Thanks! We're excited about the opportunity to align Compose and Helm with a standard packaging/distribution/management model. Same is true for other tooling like Terraform, Ansible, and cloud provider declarative APIs (Azure Resource Manager, etc).
NOTE: THIS HEADLINE DOES NOT MEAN THAT DOCKER WORKS IN WINDOWS
I have spent all day today trying to switch from running Docker in a Vagrant to running Docker for windows and can say without question that Docker and Windows are incompatible as of today.
Specific issues are numerous, but primarily it is slow, and has stupid defaults, volumes will drive you nuts, don't use with cygwin or Ubuntu for Windows either (volumes won't work) and expect everything to crash your terminals.
The trick is to install the legacy docker toolbox with kitematic and docker-compose. The desktop shortcuts dont wirk, so you will need to also fix those. You will also need ensure you are using the oracle vm virtual box. Its all a real pain to get to work, but it seems to be ok, for simple projects.
Yea me too finally. Switched from running in vagrant today and it shouldn't have felt like an achievement. It should work in cygwin and ubuntu for windows sanely, but it doesn't and it's pretty slow and temperamental so I'm not sure how many re-installs or restarts will be required tomorrow. We had issues with our redis dataset being too large for the default memory allocation settings. Here's a relevant ticket if it's running slowly for you you might get some pointers: https://github.com/docker/for-win/issues/1936
This strikes me as possibly being somewhat similar to Habitat from Chef but, like Habitat at launch, I'm having a hard time understanding exactly what this does.
I've been working on something similar with sugarkube[1]. It looks like it takes a different approach and aims to solve more of the toolchain. I'd be interested in feedback if anyone has the time...
Imagine you're running Wordpress on K8s. It actually needs ingress, Cert Manager for SSL certs and a DB. Locally you might want to use MariaDB for convenience, but in the cloud you want to use RDS.
Sugarkube lets you install everything in a single pass. In this example you'd create several different bundles (MS call them CNABs, I call them kapps to disambiguate them from apps which is an overloaded term). You'd create one for nginx ingress, one for cert manager, and one for wordpress. But the wordpress one is parameterised differently per environment to either create a MariaDB when running locally or RDS when running in the cloud. These bundles are just stored in a git repo.
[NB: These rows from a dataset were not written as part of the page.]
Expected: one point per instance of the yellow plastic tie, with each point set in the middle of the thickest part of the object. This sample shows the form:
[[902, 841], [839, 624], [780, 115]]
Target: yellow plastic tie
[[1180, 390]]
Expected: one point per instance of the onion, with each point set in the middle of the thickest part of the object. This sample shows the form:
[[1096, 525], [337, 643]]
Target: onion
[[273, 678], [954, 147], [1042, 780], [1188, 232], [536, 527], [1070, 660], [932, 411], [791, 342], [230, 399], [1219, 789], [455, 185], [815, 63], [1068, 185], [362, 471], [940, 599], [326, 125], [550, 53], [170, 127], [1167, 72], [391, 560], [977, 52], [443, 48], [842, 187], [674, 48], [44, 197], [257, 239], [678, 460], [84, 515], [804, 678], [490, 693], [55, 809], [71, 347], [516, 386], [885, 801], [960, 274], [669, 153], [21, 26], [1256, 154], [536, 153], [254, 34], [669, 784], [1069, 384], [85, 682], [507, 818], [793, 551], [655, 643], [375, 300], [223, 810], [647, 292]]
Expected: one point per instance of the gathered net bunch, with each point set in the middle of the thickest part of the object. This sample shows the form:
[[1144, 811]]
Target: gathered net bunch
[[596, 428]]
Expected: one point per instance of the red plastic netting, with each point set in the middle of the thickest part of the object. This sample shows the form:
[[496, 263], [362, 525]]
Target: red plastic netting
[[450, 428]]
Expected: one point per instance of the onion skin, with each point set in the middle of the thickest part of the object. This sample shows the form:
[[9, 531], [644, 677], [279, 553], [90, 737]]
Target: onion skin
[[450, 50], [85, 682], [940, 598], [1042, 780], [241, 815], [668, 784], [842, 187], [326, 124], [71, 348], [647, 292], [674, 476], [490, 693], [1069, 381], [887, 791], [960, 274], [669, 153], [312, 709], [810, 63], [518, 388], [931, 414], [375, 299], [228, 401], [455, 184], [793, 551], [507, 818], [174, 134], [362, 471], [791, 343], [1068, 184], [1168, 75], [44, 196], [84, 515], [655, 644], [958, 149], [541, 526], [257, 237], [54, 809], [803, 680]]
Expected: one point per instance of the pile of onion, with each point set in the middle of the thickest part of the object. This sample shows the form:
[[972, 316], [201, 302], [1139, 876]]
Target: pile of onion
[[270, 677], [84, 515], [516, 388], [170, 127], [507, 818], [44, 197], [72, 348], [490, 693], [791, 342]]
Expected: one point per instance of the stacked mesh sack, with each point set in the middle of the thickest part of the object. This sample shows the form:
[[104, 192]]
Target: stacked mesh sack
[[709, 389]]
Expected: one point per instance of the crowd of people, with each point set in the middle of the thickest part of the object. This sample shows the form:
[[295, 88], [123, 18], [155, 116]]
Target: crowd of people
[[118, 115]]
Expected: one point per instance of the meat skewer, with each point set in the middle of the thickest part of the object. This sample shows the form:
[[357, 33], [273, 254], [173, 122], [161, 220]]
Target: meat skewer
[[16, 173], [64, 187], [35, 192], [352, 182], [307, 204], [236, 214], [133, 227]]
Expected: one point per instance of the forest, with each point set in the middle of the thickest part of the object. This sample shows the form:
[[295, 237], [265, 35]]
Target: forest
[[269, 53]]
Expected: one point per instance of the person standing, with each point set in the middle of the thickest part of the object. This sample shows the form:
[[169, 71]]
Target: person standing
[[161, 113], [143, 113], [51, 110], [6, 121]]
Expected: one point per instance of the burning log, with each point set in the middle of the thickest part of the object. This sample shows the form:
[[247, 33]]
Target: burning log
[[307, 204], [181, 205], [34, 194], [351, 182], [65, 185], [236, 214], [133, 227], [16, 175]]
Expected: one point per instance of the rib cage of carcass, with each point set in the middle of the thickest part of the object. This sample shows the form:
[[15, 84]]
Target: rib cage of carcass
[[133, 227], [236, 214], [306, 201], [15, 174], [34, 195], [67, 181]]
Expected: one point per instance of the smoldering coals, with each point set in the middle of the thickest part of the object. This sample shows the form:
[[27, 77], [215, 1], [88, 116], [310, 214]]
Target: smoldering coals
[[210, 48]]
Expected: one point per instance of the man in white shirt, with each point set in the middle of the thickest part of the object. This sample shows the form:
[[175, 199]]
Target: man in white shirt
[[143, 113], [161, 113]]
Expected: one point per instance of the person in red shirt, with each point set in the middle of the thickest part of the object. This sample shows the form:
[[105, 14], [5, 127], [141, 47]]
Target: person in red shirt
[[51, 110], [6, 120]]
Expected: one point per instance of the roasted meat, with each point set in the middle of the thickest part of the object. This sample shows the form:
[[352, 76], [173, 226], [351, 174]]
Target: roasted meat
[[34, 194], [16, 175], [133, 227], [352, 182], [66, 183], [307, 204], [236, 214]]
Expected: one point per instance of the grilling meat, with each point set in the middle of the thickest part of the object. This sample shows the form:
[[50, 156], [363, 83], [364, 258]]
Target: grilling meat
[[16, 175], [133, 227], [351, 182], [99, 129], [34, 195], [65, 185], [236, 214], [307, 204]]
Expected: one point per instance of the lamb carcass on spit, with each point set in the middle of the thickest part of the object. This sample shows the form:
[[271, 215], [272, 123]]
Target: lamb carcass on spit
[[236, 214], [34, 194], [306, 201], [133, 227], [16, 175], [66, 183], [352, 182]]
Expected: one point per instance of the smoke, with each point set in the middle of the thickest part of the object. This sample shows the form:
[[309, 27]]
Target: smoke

Under the hood, Sugarkube calls Make with some predefined targets - right now just install, but in future also destroy - and passes a bunch of environment variables that the kapp declares that it needs. These can be loaded from a hierarchical YAML configuration which Sugarkube reads (kind of like hiera/puppet does). Oh, and it can template files as well.
'Make' just calls whatever you've implemented - Helm, terraform, any non-k8s stuff you need (there's no dependency on K8s in the architecture). You can easily drop down and ignore Sugarkube and just work directly with tools you already know.
Sugarkube also lets you control which versions of which bundles to release to your environments. It can support multiple live environments.
A final thing is it can also spin up clusters on a variety of backends - minikube, kops, and in future EKS/AKS/GKE, etc.
So altogether Sugarkube gives you a complete solution for launching clusters (ephemeral if you like), and installing your dependencies into them (all as a single golang binary).
Check out the example project (https://github.com/sugarkube/sample-project) which launches a minikube cluster, installs nginx-ingress, cert manager and 2 wordpress instances backed by MariaDB, and then loads different sample data into both databases.
It's still in preview but it can solve a real pain point around working with K8s and deploying applications.